Delaware News Journal
Saturday, July 23, 2005
Editorial:
Rewarding India with nuclear sales could tear apart arms treaty
Advancing India's nuclear
capability is a bold venture for the Bush administration, but it risks ripping
apart an international treaty that barely contains weapons proliferation as it
is.
India wants to buy technology
now forbidden to it for civilian energy generation. President Bush is inclined
to let it, even though India also has nuclear warheads but is not party to arms
treaty oversight.
The new agreement, still
subject to approval, acknowledges an important democratic and economic
counterweight in a volatile part of the world. India borders China, Afghanistan
and Pakistan and is just beyond Iran and North Korea.

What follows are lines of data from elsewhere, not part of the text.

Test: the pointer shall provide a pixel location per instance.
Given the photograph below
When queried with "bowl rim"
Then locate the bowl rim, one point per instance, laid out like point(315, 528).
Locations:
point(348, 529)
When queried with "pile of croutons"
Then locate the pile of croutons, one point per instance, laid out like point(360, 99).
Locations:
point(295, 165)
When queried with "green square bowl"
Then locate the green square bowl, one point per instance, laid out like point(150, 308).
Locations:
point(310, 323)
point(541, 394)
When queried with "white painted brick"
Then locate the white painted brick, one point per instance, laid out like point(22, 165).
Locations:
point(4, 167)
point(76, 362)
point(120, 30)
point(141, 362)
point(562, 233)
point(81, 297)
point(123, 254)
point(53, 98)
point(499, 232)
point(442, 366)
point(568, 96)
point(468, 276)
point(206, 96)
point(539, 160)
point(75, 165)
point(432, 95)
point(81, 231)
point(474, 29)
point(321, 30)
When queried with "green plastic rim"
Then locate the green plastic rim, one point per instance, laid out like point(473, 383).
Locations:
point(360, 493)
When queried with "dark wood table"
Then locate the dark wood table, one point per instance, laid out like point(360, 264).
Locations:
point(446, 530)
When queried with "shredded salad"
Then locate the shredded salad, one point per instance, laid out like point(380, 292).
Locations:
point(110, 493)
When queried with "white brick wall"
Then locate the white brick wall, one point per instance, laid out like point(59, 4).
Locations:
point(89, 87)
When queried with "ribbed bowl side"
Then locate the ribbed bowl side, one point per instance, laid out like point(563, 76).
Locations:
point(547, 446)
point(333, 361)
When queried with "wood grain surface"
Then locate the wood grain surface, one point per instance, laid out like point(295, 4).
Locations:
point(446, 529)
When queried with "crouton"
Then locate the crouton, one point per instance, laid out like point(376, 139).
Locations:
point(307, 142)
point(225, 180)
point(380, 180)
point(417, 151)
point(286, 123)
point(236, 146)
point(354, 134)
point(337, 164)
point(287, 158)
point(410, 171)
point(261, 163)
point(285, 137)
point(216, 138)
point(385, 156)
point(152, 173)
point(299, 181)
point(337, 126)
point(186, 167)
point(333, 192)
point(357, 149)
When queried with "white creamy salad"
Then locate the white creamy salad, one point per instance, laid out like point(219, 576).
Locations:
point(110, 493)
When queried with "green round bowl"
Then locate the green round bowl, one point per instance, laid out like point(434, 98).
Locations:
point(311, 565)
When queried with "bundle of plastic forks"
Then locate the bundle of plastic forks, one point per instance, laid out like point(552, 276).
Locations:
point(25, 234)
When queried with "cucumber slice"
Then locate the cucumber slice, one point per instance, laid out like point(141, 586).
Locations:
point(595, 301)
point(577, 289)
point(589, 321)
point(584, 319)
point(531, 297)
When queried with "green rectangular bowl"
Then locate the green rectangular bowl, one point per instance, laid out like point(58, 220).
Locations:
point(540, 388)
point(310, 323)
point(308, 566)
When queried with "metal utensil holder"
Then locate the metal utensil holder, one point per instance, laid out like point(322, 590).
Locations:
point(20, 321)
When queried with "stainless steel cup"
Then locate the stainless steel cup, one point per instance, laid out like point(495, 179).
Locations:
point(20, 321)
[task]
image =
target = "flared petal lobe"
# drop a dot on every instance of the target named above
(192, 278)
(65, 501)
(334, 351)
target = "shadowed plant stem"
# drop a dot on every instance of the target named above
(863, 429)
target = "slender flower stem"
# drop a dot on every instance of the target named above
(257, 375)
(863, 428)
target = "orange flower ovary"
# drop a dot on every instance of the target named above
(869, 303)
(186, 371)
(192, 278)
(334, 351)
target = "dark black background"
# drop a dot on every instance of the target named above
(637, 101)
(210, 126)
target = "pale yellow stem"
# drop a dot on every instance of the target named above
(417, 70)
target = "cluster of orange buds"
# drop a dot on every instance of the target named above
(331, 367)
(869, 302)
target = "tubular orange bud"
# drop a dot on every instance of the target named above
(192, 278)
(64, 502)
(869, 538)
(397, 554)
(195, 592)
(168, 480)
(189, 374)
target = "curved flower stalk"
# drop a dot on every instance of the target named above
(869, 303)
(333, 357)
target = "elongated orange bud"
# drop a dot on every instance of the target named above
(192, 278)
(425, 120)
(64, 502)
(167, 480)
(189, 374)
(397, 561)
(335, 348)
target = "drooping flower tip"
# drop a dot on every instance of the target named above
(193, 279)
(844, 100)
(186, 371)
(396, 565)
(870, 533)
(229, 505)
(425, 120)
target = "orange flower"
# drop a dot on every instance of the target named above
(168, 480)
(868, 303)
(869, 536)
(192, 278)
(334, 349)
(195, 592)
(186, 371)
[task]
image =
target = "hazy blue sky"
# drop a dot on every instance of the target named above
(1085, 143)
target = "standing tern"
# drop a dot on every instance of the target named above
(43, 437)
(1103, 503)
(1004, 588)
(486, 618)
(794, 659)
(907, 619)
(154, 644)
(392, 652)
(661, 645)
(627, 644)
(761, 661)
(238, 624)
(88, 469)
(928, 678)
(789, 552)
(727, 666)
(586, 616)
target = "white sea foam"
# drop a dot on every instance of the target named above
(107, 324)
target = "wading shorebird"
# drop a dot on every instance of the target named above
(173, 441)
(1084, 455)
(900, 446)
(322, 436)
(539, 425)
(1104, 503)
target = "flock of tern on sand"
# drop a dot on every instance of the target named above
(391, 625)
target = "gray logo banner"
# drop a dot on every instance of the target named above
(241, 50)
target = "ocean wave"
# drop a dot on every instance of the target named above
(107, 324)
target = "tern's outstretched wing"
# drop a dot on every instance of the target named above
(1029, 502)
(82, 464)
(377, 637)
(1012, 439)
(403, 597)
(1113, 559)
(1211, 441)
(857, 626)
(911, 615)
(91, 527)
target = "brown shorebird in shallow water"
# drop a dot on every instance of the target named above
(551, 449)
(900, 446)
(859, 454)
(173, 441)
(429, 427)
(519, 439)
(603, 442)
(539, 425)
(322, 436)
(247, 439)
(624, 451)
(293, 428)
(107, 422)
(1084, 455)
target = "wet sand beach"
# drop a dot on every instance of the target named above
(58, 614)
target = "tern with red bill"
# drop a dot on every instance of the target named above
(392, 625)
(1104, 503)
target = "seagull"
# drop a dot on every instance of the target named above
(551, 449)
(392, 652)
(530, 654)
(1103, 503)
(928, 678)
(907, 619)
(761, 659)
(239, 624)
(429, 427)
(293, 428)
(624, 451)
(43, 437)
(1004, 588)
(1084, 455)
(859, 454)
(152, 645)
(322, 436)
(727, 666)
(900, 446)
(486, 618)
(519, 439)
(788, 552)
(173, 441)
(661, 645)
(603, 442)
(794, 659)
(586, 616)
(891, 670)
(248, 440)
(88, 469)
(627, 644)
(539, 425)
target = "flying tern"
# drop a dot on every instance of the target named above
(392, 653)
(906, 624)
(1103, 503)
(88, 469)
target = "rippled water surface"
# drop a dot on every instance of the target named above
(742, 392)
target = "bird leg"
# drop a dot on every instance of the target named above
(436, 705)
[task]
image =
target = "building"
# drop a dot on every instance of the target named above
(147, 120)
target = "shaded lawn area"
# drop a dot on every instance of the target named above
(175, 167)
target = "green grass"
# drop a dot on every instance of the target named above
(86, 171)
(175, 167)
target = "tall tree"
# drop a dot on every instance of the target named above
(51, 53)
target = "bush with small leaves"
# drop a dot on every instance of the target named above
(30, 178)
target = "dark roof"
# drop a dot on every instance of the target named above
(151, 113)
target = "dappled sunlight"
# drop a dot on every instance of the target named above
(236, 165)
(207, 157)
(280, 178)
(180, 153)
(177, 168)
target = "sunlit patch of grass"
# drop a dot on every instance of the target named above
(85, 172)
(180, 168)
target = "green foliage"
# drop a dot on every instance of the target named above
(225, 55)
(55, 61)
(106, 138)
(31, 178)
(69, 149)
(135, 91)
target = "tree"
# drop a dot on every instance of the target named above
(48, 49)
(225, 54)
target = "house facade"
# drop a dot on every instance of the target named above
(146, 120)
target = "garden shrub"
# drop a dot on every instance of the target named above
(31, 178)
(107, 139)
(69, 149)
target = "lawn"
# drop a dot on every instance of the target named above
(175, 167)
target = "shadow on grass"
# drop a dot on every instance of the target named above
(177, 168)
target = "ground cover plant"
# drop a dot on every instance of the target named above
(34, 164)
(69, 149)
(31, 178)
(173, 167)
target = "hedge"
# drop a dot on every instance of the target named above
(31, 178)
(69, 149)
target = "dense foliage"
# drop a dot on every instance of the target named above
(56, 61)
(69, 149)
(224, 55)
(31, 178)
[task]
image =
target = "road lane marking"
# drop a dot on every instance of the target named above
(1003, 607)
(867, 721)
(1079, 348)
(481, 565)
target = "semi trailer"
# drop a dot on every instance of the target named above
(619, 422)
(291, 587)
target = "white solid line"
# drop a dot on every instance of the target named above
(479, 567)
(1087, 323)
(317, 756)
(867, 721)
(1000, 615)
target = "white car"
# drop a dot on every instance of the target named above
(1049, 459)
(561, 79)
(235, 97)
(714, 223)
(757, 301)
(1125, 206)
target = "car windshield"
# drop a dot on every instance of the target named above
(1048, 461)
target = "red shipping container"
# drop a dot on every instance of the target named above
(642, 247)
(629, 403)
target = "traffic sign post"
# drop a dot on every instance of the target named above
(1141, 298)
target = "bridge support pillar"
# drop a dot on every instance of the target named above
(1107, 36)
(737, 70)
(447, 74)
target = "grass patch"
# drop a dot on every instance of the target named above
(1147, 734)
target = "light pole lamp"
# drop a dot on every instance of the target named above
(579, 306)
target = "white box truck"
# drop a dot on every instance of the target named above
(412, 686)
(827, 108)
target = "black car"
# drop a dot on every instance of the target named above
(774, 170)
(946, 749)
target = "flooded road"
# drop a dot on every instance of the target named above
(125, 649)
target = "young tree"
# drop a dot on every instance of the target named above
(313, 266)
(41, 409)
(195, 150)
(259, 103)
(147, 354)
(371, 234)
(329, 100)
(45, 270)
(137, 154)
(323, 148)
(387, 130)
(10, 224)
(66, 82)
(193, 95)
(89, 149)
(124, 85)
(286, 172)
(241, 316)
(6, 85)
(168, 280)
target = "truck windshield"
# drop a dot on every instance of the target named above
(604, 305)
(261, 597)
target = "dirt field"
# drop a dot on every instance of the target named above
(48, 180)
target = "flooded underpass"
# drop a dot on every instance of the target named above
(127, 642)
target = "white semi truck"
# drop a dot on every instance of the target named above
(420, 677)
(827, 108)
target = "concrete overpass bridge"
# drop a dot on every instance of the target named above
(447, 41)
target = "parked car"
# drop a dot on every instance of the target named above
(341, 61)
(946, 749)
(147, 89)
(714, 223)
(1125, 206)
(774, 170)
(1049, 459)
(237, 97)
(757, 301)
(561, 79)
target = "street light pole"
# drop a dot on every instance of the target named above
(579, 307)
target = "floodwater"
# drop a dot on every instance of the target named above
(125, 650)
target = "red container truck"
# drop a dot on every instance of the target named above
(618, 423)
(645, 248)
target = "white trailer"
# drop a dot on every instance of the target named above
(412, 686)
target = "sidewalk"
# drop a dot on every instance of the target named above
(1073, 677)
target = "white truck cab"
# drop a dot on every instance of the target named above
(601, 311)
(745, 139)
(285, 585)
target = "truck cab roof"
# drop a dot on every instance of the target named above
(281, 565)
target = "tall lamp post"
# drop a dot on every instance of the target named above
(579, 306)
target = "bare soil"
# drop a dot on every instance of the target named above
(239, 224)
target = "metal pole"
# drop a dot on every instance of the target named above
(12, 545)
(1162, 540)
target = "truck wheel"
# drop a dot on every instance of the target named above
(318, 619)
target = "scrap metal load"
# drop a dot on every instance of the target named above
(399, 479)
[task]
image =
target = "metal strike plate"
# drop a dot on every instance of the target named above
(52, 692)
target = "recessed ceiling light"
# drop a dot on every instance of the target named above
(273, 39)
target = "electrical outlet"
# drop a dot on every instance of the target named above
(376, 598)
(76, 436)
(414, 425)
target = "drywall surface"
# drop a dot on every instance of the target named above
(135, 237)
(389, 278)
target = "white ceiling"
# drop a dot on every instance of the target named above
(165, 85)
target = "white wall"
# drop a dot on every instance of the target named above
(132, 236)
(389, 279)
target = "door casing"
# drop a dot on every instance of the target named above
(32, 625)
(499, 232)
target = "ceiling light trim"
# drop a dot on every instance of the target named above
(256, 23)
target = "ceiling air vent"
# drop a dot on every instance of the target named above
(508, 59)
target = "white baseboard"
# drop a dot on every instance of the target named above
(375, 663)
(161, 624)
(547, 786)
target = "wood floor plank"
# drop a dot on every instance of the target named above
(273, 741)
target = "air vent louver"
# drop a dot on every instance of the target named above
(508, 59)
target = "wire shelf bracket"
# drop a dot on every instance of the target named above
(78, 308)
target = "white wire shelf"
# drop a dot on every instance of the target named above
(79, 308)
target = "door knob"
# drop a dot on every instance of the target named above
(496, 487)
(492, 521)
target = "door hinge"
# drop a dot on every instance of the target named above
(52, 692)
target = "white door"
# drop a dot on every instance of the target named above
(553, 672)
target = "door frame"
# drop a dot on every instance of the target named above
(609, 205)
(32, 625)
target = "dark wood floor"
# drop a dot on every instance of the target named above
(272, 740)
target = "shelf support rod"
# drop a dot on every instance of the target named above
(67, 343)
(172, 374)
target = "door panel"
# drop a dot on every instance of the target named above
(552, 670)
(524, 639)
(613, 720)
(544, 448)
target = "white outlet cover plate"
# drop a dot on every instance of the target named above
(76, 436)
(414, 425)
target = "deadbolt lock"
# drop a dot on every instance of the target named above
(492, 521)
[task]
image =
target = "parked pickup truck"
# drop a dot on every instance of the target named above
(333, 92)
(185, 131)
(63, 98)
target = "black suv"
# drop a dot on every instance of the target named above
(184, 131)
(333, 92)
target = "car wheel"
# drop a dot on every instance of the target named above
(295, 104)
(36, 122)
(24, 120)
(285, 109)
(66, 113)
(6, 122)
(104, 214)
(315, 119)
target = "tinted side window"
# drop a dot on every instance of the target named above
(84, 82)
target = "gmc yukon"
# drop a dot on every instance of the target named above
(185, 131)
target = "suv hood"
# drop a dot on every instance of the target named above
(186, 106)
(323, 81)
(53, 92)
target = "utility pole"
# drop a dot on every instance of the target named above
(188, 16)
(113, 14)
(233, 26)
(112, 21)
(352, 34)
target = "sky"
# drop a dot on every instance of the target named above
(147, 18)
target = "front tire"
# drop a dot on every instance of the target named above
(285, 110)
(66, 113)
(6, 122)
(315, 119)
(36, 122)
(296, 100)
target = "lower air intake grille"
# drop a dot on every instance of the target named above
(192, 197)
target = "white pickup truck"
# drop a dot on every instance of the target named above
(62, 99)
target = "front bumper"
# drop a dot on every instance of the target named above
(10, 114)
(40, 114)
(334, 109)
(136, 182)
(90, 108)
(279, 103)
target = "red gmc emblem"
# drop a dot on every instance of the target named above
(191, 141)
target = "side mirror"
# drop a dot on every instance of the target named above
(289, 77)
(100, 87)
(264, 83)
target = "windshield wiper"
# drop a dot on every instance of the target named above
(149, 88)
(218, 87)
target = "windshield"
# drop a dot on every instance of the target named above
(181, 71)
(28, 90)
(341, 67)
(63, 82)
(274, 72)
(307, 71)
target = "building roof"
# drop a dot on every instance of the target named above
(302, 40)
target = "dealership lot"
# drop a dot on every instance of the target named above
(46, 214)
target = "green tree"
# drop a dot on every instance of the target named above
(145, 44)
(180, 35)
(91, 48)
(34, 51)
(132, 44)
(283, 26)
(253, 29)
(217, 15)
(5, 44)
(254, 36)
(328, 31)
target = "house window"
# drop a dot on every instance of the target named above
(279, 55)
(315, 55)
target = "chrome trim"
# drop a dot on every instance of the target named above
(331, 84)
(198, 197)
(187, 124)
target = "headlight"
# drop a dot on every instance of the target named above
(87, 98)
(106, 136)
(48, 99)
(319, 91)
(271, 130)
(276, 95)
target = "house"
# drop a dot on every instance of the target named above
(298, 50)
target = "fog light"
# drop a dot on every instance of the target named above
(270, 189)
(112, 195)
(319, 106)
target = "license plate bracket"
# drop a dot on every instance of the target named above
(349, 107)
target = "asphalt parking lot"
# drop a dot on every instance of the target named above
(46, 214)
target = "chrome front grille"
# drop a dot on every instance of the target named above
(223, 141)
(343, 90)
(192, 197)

Yet this agreement gambles with
the precarious peace among nations known to have arms weapons plus others with
civilian technology. Touchy states like India and Pakistan have weapons but have
refused to sign the nonproliferaton treaty. Those two even provoked fears of
atomic war in 1998.
The 35-year-old treaty keeps a
lid on militarization through access to civilian nuclear energy components in
exchange for not developing or voluntarily giving up weapons capacity, and an
inspections regime. Iran and North Korea are causing fits as noncompliant
weapons threats. Israel is another regional sore point: It has weapons but also
hasn't signed the treaty.
India has been an outsider
since its first nuclear weapons test in 1974. It now wants access to civilian
fuel and reactor parts in exchange for agreeing to no arms transfers and
stopping weapons testing. Yet India also pressed for recognition as a weapons
state. In other words, it wants rewards despite long-standing resistance.